It is possible to bypass the BEAST mitigation in place on firefox?
I have an internal web based application that is affected the the fixes put in place by all browsers to help mitigate the BEAST exploit. Is it possible to disable the fixes in place so I can access the HTTPS pages in question? This system is in a closed network so I'm not terribly concerned about loosening the security.
I've tried setting the max security to SSL 3.0 but that does nothing, I still get "The Connection was Reset" when attempting to access the page. If I use Firefox 8 it works fine I just do not know what settings if any can be enabled/disabled to force access.
Any suggestions or help is greatly appreciated.
Wót AdamSuttle
Wšykne wótegrona (9)
I am sorry, but this is not a safe action.
I will not assist you in jeopardizing your safety as a Firefox user.
Contact the support team for the application in question and report the issue to them so that they can repair the application.
Safe action or not it is a closed environment with a product that has no chance to be fixed(company defunct). I appreciate your concern but honestly I'm a bit surprised this has not come up more. If this question has been asked before I cannot find it with any magical combination of keywords either.
Sorry, but most volunteers of Mozilla and the Mozilla support staff members will not assist users in actions that may harm or compromise the user's security.

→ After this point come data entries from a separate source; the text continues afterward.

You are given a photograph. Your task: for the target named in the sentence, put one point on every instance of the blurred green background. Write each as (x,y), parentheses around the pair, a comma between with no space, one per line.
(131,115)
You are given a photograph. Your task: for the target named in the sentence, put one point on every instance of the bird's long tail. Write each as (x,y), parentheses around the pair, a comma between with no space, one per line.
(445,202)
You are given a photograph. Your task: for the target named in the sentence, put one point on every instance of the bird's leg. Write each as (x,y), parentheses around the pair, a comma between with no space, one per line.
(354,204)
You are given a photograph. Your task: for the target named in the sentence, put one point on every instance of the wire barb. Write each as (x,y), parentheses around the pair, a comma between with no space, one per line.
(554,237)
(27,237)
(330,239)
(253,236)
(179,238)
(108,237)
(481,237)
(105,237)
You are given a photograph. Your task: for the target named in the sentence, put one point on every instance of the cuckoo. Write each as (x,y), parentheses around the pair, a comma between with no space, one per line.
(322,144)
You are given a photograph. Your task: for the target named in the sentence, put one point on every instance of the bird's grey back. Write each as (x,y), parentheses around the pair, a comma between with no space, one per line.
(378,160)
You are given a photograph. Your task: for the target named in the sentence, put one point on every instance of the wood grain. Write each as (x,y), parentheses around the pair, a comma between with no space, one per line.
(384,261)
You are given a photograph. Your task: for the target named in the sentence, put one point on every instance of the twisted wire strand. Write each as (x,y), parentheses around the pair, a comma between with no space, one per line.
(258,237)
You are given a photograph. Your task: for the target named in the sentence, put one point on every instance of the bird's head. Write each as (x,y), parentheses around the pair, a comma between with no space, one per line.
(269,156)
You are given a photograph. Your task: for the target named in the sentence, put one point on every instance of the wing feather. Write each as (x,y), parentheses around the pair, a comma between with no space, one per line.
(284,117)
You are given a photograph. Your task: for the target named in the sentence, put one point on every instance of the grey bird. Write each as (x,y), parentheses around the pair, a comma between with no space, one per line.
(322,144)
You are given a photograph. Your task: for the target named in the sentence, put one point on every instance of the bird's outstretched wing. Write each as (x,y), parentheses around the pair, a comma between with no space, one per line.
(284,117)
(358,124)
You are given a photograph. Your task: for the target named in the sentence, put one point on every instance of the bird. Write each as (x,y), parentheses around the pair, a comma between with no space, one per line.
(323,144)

And I can completely understand not doing it just on a whim but I think the question shows I am not someone's grandmother doing this based on a phishing scam etc. Since you are obviously quite versed with the product can you at least confirm if this is something that can be done within about:config or would it require other steps/access to the OS running the browser? I would appreciate a point in the right direction so I can work on this further. Thanks again for any help.
The majority of Firefox security patches are built-in to the source code.

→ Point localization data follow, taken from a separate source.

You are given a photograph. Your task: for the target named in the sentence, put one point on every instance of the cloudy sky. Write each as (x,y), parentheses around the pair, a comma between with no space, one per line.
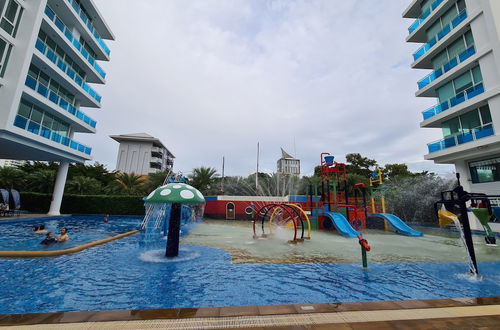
(211,78)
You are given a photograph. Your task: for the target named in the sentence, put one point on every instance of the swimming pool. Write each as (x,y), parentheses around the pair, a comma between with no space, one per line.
(131,273)
(17,235)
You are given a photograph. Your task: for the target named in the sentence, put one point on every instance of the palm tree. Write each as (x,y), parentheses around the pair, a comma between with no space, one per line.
(83,185)
(130,184)
(11,178)
(202,178)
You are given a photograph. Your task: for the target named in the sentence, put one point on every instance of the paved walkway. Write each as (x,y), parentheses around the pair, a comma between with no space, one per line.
(464,313)
(484,317)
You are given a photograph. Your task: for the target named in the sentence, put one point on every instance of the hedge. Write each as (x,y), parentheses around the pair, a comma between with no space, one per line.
(84,204)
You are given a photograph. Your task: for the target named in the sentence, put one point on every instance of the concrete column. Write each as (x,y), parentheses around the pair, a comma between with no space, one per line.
(62,173)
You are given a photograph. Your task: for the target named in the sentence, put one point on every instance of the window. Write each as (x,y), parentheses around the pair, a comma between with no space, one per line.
(37,121)
(11,16)
(485,171)
(5,49)
(467,122)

These security settings cannot be accessed from the about:config
.
See comment 60 in this bug report for workaround, but be aware that this makes you vulnerable to that BEAST attack.
Be sure to remove that environment variable after testing to prevent you from being vulnerable to that exploit.
- Bug 702111 - Servers intolerant to 1/n-1 record splitting. "The connection was reset"
Sadly I have tried that before and it does not work for some reason. I've tried putting it in usr and system variables for Windows with no effect. Thanks for the idea though.
It is however still in the code:
So you may have something else going on.
Be sure to remove the environment variable if you created it in Control Panel > System.
The way to proceed in such a case is to use a cmd file that sets the environment variable and subsequently launches Firefox so it only works for this specific start or Firefox.
I've removed the variable as recommended from my system. If it is still on in the code does that mean that my OS environmental variable is overridden by Firefox? While I grasp the technical details to some degree my knowledge of how the operating system and browser set these controls is obviously lacking lol.